Parliaments are “mixed forms” of government which are partially democracies and partially elitist. What Americanʼs came to think a parliamentary form was 200 years ago was based upon what England had at the time – a hereditary monarch, and an aristocratic House of Lords, and a democratic House of Commons. A parliamentary form of government is based in part on the authority of the people, who delegate all of their authority to their representatives as a kind of preauthorization of whatever that government may do. The various levels of government in America function as if they were some version of democratic parliament. What neither the people nor the states are aware of is there is a long unused but fully constitutional power within the constitution, and the constitutions of many states, that could end all federal abuses and the ongoing elitist rule. This power is centered on the suffrage rights and especially the right of instruction.

 

State Suffrage

 

This is the only constitutional provision that cannot be amended, making it the most powerful and important provision in the Constitution, especially for the states. No other provision is so hated by all that would destroy the states and centralize power and no other provision has been so deliberately pushed “down the memory hole”. It is found in the final clause of article V – the amending article, because only it cannot be amended.

 

Notably, Constitutional lawyer and head of COS II, Michael Farris, who is very knowledgeable about the Constitution and its history is a sterling example of manipulation by omission, or half-truths. He states “article V is the solution”; “the correct path can be found in article V” – which is true. Then he then omits State “Suffrage in the Senate”, which is that very power. He only addresses the amending processes in the rest of Article V as if the final clause did not exist.

 

Three “Process” Amendments

 

The entire COS effort is based on half-truths, and depends upon the ignorance produced by this over the years. Because COS I was omitting that it was meant to become a con-con it had to reveal the three process amendments as examples of what COS I would accomplish. These are the most specific measures we have of the entire COS effort. It is the effects of these kinds of measures that point to the real goal of the COS effort. Above all else this goal is omitted in both COS I and COS II.

 

The three amendments all target the state suffrage rights, and are designed to appeal to state legislatures. Rather than quote them here, I will try to explain them.

 

1) 10th Amendment litigation – The 10th Amendment is what was most demanded to be added to the Constitution by the states. It is the strongest limitation on federal power in the Constitution. It was meant to preserve all the powers that the states had previously under the Articles of Confederation, except those denied by the Constitution or delegated to the federal government. In the world of half-truths, the ignorant state legislatures kept trying to sue the federal government in federal court for treading on their powers. The Supreme Court often refused to hear these suits, or if it did would tell them to rely on “the political process” instead of the Courts. This frustrated the ignorant states. The COS amendment to the 10th Amendment would mandate the Federal Courts hear these cases. The effect would be the federal government deciding whether itself was in violation of the 10th Amendment. This would end the 10th Amendment. Completely unknown to the state legislatures and almost every one else, is the fact that one of the 10th Amendment rights of the states is the suffrage right of recall.
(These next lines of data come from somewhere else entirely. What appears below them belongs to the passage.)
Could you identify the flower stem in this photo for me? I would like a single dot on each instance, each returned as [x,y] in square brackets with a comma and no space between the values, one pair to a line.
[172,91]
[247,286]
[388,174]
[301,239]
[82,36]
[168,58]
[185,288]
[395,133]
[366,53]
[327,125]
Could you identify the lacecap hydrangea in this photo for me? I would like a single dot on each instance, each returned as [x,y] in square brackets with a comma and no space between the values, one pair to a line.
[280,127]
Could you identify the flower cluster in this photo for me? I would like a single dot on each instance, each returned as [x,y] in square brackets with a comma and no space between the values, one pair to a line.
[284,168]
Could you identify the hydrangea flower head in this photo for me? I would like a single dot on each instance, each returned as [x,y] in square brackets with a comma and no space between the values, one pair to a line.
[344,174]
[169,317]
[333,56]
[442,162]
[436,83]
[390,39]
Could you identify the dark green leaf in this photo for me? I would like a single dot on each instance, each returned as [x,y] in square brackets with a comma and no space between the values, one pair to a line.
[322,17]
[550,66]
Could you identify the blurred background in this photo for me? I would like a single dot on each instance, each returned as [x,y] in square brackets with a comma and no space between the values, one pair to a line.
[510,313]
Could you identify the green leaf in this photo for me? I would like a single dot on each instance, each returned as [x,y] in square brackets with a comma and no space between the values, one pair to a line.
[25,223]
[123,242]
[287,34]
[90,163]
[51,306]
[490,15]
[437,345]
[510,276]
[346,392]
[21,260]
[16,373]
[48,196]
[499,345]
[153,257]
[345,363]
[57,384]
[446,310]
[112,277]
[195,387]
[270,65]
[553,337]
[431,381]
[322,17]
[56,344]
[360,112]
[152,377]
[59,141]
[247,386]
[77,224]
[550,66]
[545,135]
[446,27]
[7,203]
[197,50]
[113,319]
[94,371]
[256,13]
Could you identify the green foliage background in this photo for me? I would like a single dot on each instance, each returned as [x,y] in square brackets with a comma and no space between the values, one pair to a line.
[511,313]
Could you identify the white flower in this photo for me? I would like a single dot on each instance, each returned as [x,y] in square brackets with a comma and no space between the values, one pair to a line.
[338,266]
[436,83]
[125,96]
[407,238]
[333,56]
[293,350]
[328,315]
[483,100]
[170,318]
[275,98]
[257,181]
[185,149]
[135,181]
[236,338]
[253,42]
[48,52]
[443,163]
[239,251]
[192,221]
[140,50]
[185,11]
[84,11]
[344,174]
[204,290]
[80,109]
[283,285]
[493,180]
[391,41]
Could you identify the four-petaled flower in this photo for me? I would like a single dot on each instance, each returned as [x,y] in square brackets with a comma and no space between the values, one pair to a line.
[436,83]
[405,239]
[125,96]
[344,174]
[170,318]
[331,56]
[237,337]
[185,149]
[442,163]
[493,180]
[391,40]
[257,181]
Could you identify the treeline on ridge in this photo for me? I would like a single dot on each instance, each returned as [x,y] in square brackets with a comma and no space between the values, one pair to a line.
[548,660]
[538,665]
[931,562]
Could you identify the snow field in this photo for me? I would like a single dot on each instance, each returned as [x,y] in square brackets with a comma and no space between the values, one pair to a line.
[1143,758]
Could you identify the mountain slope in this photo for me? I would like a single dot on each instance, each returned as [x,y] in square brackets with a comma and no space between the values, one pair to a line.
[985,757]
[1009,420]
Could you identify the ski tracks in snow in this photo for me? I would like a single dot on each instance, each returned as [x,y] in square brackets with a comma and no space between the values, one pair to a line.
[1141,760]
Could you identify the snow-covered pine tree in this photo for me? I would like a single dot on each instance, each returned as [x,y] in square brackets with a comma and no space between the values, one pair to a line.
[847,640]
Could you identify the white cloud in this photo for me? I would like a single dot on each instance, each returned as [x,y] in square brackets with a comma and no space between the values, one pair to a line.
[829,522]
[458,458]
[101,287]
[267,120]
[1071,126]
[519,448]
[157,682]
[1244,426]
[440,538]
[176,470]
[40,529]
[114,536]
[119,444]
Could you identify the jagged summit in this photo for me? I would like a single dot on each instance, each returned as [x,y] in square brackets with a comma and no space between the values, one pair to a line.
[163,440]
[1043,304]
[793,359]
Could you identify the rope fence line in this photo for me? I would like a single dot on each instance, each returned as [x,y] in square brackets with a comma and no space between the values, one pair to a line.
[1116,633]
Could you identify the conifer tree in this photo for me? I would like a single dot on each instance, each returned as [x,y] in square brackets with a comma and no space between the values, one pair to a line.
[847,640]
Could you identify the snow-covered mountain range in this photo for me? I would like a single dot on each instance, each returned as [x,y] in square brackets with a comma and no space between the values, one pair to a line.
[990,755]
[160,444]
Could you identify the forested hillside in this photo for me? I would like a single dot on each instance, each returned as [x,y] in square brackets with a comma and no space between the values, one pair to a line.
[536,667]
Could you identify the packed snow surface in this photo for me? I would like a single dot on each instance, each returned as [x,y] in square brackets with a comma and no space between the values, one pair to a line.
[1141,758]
The other two “process amendments” are both targeted at the state suffrage right of instruction.

 

2) States Initiative – Three quarters of the states could amend the constitution unless congress vetoed these amendments.

 

3) States Veto – Three quarters of the states could repeal federal laws and regulations unless congress vetoed it.

 

These two are based on the ignorance of state legislatures of their own state suffrage right of instruction, which is specifically over their two senators in Congress. It is so great that they could paralyze the federal government if necessary to get amendments proposed or end bad laws and regulations etc. And it does not risk the unpredictable results of a con-con. These two amendments are not only unnecessary, but coupled with the other one could totally subvert state suffrage rights without amending them. This would finally accomplish what the direct election of U.S. senators began – the end of state suffrage rights. States could no longer function except as an agency of the federal government, and the federal government would no longer be federal. Coupled with the false belief that “suffrage” means only election, what would be left would be a parliamentary democracy and “the republic” would end – and it would be “constitutional”.

 

The history of the effort to institute parliamentary democracy finds its beginnings in the con-con that drafted the constitution, and is addressed in part two. (Coming soon)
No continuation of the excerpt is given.